Donors with their projects are found in both the old and the
new world; but there is an overall move from the old world of
supply-driven development finance to the new world of demand-driven
commercial finance. The ancient or indigenous world of informal
finance has been largely ignored.
Tenets of sustainable microfinance
History has shown according to the SFD that,
regardless of ownership, type of institution, and rural or urban
sphere of operation, to be sustainable MFIs ultimately have
to:
– Mobilise their own resources through savings and equity,
augmented by other domestic resources
– Recover their loans
– Cover their costs from their operational income
– Finance their expansion from their profits
– Acquire an appropriate legal status
– Submit to appropriate regulation and supervision
There is no place for charity in microfinance.
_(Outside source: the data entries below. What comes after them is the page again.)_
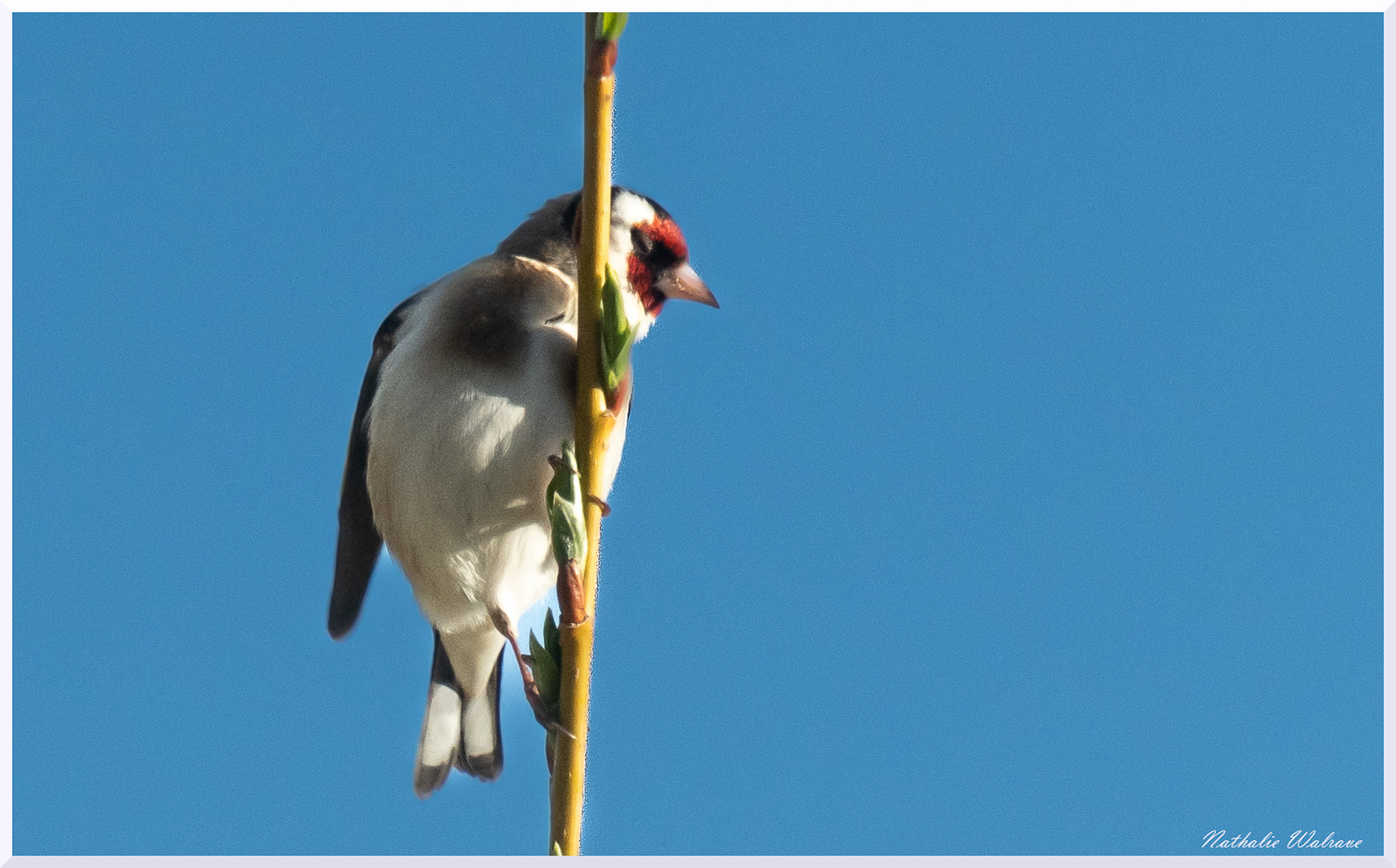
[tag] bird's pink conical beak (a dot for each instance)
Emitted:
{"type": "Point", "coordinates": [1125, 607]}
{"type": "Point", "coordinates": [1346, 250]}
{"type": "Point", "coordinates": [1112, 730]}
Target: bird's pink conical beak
{"type": "Point", "coordinates": [686, 283]}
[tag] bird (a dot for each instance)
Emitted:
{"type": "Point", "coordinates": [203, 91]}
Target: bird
{"type": "Point", "coordinates": [470, 391]}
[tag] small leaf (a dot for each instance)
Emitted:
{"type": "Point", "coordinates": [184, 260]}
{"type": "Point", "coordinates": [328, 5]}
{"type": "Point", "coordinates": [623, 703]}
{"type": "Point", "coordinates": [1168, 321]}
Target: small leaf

As one contributor
to the SFD put it, “in a situation where there is no strict
supervision and monitoring…, working without any hard
budget constraints and mixing microfinance business with charity,
(will lead to) crowding out the operations of more sustainable
rural financial intermediaries.”
Linking microfinance to rural micro-entrepreneurs
From the Philippines Quiñones describes
a strategy involving the People’s Credit and Finance Corporation
(PCFC), an apex organisation wholesaling funds to microfinance-oriented
rural banks specifically for the purpose of retailing loans
to rural entrepreneurs.
The PCFC wholesale funds have enabled rural
banks to create a clientele base and establish an operational
institutional delivery mechanism ahead of local resources mobilisation.
When the number of the rural bank clientele reached a critical
mass (1,000 clients in the case of the Producers Rural Banking
Corporation in Central Luzon), deposit mobilisation rose in
importance as a source of loanable funds and eventually made
the microfinance operations sustainable.
A relevant lesson from the financial linkages
strategy is that microfinance institutions (MFIs) need start
up funds to penetrate areas/sectors not served by traditional
banks but such funds should be prioritised for use by MFIs with
savings mobilisation capabilities inasmuch as they are in a
better position to make their operations among the poor/rural
entrepreneurs sustainable.
One of the crucial factors of success of the
Philippine financial linkages is the adoption of microfinance
performance standards. Performance criteria include portfolio
quality, cost effectiveness, financial self-sufficiency, and
outreach which significantly affect the sustainability of MFIs.
The setting up of standards leveled off the
microfinance playing field for all types of financial institutions.
Given the microfinance standards, it no longer matters whether
one is a traditional bank or an NGO to be able to provide microfinance
services to the poor. The most important thing is that the MFI
passes the standards, and when it does, it enjoys the privilege
of accessing wholesale funds from PCFC.